Descubre por qué decir la verdad es más que evitar mentiras: significa dar una imagen correcta, corregir errores y saber cuándo importa la privacidad.

La verdad permite elegir

La honestidad da a otras personas la información que necesitan para decidir por sí mismas. Incluye contar lo que pasó, no ocultar una parte importante y admitir cuando no estás seguro. La privacidad es distinta: puedes reservarte información personal sin inventar una historia falsa.

El problema que resuelve

A menudo dependemos de relatos que no podemos comprobar solos: un amigo describe un accidente, un vendedor un producto o un alumno explica por qué faltó. Si se distorsionan hechos importantes, los demás toman malas decisiones. La honestidad permite cooperar porque la confianza puede contrastarse con la realidad.

Corregir una nota

Nora ve que su profesora le puso 18 sobre 20, pero sus respuestas suman 16. Podría callarse y conservar la nota más alta. En cambio, muestra el cálculo, explica el error y acepta un 16. Su honestidad puede costarle ahora, pero mantiene fiable el registro y la relación.

La trampa de la honestidad

Un error común es pensar que la honestidad consiste en decir inmediatamente todo lo que pensamos. Parece valiente porque ocultar una opinión puede parecer deshonesto.
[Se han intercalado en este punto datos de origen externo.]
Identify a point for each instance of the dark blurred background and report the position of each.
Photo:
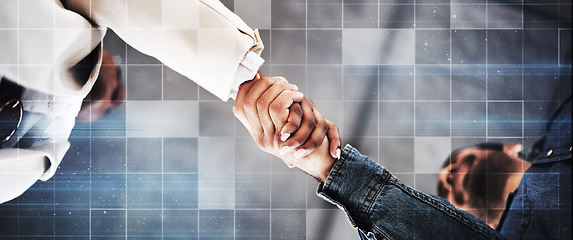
(406, 81)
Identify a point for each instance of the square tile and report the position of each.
(539, 83)
(433, 83)
(288, 224)
(144, 155)
(108, 224)
(397, 148)
(177, 86)
(216, 119)
(292, 51)
(34, 14)
(360, 14)
(366, 125)
(469, 46)
(180, 191)
(180, 155)
(108, 155)
(432, 119)
(323, 14)
(504, 47)
(432, 14)
(469, 83)
(72, 223)
(216, 224)
(324, 83)
(396, 14)
(504, 15)
(37, 222)
(294, 74)
(398, 47)
(429, 153)
(468, 119)
(144, 191)
(72, 191)
(144, 82)
(256, 13)
(144, 224)
(505, 83)
(324, 46)
(396, 119)
(168, 119)
(31, 51)
(427, 183)
(288, 14)
(396, 83)
(180, 224)
(252, 224)
(433, 47)
(505, 119)
(288, 190)
(249, 158)
(540, 47)
(77, 160)
(108, 190)
(360, 83)
(253, 191)
(468, 15)
(537, 15)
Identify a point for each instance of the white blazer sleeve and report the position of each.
(21, 168)
(201, 39)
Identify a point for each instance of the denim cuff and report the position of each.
(353, 183)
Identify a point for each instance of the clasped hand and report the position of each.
(286, 124)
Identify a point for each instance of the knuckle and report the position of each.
(310, 122)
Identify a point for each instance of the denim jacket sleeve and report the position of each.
(381, 206)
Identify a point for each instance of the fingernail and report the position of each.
(297, 95)
(285, 136)
(284, 150)
(299, 153)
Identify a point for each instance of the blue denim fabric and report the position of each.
(381, 206)
(378, 203)
(541, 207)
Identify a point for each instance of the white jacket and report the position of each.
(42, 39)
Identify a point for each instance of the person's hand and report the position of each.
(299, 125)
(251, 107)
(107, 93)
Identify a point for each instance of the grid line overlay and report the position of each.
(405, 81)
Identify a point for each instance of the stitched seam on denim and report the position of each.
(378, 230)
(378, 187)
(337, 168)
(440, 206)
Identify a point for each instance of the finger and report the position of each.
(250, 108)
(333, 136)
(316, 137)
(281, 114)
(238, 110)
(263, 107)
(308, 123)
(290, 126)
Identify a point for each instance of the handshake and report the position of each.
(287, 125)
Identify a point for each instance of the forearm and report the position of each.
(202, 40)
(378, 202)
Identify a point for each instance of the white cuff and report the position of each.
(246, 71)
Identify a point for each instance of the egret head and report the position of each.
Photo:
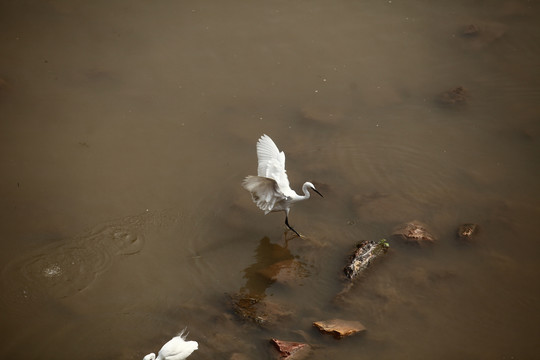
(193, 345)
(312, 187)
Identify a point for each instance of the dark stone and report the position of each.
(259, 310)
(467, 231)
(455, 96)
(291, 350)
(414, 232)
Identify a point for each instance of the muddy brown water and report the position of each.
(126, 128)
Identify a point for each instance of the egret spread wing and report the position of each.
(272, 163)
(264, 191)
(177, 348)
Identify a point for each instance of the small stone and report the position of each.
(286, 272)
(414, 232)
(455, 96)
(291, 350)
(259, 310)
(340, 328)
(467, 231)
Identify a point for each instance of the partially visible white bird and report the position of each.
(175, 349)
(270, 190)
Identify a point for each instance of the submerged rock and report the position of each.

Pero la verdad debe ser relevante y respetuosa; puedes decir «No quiero hablar de eso» u ofrecer una opinión útil y cuidadosa sin revelar información privada.

Dónde aparece

La honestidad importa en la amistad, los trabajos en grupo, las reseñas en internet, los juegos y las disculpas. Si cometes un error, reconocerlo pronto permite reparar el resultado. Cuando una información es incierta, dilo también; fingir que sabes puede convertir un rumor en algo que parece un hecho.